すると、部屋中に芳しい香りとともにふわっと大量の薔薇の花びらが舞った。孤児院の子ども達や職員から歓声が上がる。
その様子を見て、嬉しげに微笑むファーリン。もう1度自身の腕に短剣を突き付けようとしたが、その手は従者の少女に阻まれた。
「はい、そこまで!止血するのでじっとしててください!」
「別にもうちょっとくらい大丈夫よ」
「そう言ってフラフラになったこと何回あると思ってるんですか!ほら剣収めて!」
「けど…」
「…あ、あの、十分です!みんなのあんな明るい表情、久しぶりで…。これ以上、身を削っていただくわけには…!」
「……そう」
孤児院の職員の言葉で、ファーリンは血を拭い、剣をホルスターに戻した。従者の少女は大きなため息をついてファーリンの止血を済ませると、彼女に水を手渡した。ファーリンは受け取った水を飲むと、職員の女性に言葉をかける。
「依頼を受ける前にも言ったけど、私の能力は怪我や病気そのものを治したり、負の感情を完全に消し去るものじゃない。…悪いわね」
「とんでもないです!こうして辺境の村まで来て能力を行使していただけただけでもありがたいです…。子ども達も…ほら」
職員の女性が顔を向けた先には、孤児院周辺の野原で摘んだであろう花を差し出す子どもがいた。

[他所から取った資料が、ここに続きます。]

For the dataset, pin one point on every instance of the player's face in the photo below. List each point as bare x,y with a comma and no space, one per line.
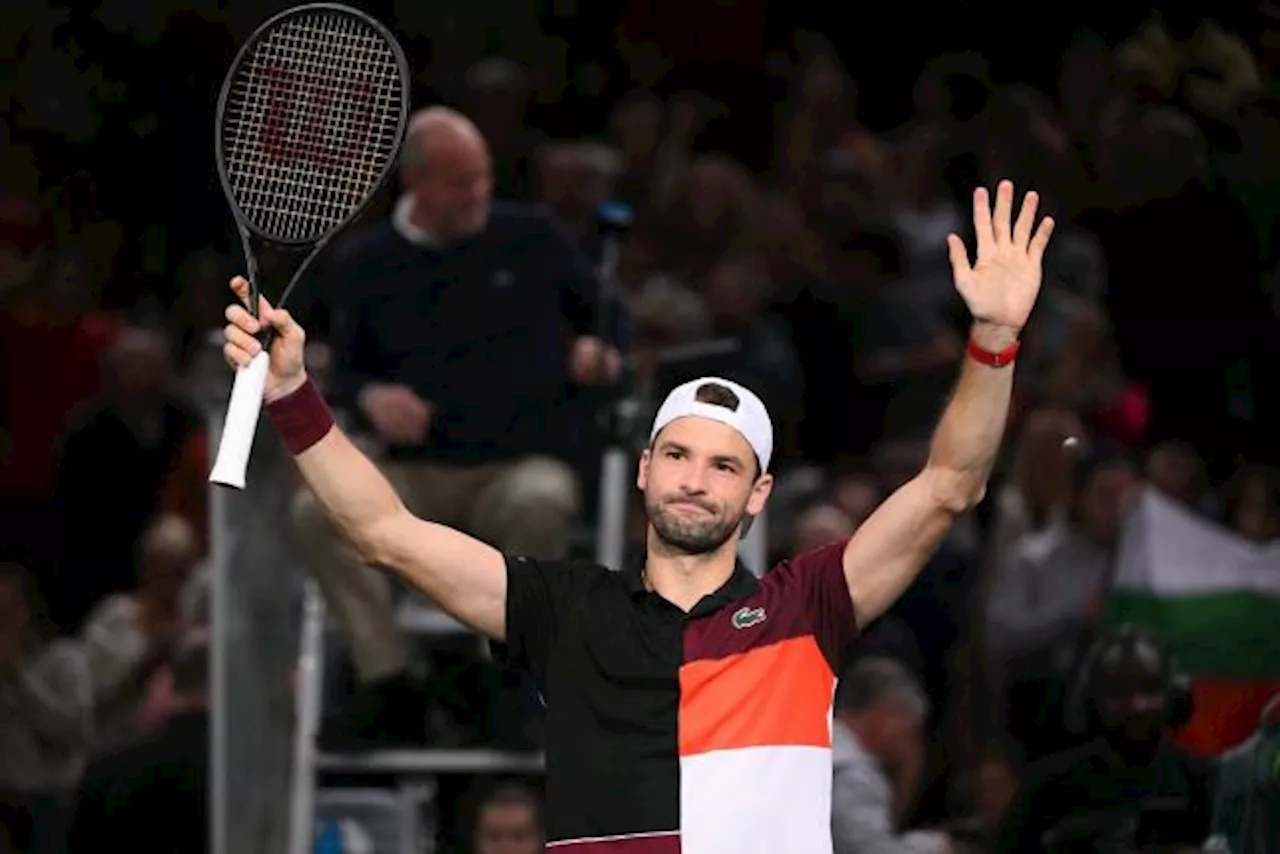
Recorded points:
699,482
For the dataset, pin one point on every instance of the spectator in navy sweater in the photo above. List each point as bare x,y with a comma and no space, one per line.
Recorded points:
461,328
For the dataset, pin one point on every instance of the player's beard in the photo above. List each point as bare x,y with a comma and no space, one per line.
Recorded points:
695,535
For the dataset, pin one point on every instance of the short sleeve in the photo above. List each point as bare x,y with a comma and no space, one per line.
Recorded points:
818,578
539,593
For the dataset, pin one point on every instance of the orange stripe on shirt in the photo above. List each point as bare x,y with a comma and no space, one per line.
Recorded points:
771,695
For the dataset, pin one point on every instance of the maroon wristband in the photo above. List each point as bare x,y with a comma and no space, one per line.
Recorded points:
301,418
991,359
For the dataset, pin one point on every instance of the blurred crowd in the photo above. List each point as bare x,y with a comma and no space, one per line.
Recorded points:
1151,364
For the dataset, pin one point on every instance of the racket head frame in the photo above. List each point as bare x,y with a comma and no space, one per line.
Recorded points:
247,228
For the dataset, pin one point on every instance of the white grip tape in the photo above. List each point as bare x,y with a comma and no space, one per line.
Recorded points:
241,424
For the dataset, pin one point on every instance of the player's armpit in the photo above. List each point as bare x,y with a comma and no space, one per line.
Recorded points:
891,547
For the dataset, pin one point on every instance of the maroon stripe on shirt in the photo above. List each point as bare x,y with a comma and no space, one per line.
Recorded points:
804,596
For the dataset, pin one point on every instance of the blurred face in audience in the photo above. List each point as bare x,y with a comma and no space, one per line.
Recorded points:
1257,516
141,365
636,124
452,185
169,552
822,525
1133,699
858,497
508,829
1104,499
1043,460
1175,471
699,480
571,185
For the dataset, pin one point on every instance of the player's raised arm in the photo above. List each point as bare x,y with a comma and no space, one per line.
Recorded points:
462,575
1000,290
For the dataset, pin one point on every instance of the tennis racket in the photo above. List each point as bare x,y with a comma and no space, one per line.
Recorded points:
310,122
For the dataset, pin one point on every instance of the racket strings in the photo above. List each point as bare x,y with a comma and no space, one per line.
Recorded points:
310,124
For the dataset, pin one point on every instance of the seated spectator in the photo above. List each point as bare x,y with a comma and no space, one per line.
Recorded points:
991,790
152,795
45,720
878,754
131,635
1178,471
1047,598
1253,503
822,525
451,296
574,179
508,822
129,437
1125,789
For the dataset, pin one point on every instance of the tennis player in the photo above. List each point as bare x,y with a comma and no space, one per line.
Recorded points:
689,703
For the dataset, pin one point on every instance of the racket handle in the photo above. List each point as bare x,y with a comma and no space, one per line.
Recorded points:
241,424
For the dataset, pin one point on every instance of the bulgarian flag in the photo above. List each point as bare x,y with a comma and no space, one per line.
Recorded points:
1215,598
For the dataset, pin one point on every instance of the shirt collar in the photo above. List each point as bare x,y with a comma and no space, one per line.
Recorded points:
403,224
741,584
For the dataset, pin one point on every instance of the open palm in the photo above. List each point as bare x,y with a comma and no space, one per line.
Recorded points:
1000,287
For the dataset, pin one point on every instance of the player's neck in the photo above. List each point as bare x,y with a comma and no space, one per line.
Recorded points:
685,579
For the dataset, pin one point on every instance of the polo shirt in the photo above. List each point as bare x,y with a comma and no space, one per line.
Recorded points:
699,733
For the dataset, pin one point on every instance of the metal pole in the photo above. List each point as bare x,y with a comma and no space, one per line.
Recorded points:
219,616
611,533
310,694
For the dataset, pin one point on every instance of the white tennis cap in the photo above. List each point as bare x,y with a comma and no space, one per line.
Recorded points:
748,418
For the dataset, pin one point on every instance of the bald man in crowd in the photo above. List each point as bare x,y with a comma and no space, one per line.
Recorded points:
460,328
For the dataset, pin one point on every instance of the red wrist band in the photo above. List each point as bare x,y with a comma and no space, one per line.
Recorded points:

「いたいの、すくなくなった…。ありがとう、ひめさま」
「私姫じゃないんだけど…。…まあ、ありがたくいただくわ」
ファーリンはかがんで、子どもから花を受け取った。
こうして、一仕事終えたファーリンと従者の少女は、孤児院を後にした。その背に、孤児院の職員達の声が聞こえる。
「本当にありがたいことです…。何のお礼もできないどころか、寄付金までいただいて…」
「ああ、噂は本当だったんだな…。あれが、『鮮血ノ花姫』か…」
「あの変な二つ名みたいなのどうにかなんないの…。私姫じゃないんだけど…」
「そりゃ、あのクソ真面目女よりファーリンさんの方がよっぽど美人だしかっこいいし姫として崇めるにふさわしいですから」
「一国の姫に何失礼なこと言ってんの」
「ファーリンさんだって一国の姫とかそんな細かいこと気にしないでしょ?…あの女だから気にするだけで」
「まあそうだけど…。あんた本当にスィーバのこと嫌いね」
「嫌いですよ?」
孤児院からの帰り道。ファーリンと従者の少女は、いつもと似たような会話をしていた。
東西戦争の終結から2年。両国は平和を取り戻しつつあった。東国は戦争の最中にチュイー家から王家が交代し、現在はシンジー家が治めている。
そんな中、国内で1人の能力者の少女が噂になっていた。
彼女は皮膚に血を触れさせることで、花びらを発生させることができる。その花びらの香りには、痛みや不安な気持ちを軽減させる癒しの効果があった。『薔薇ノ剣』という短剣を使用することで、さらにその効果を高められるようだ。また、触れた血の量も能力に比例する。
そうして、己を傷つけ、人々に癒しを与える艶やかな少女ーファーリンは、いつしか『鮮血ノ花姫』と呼ばれるようになっていた。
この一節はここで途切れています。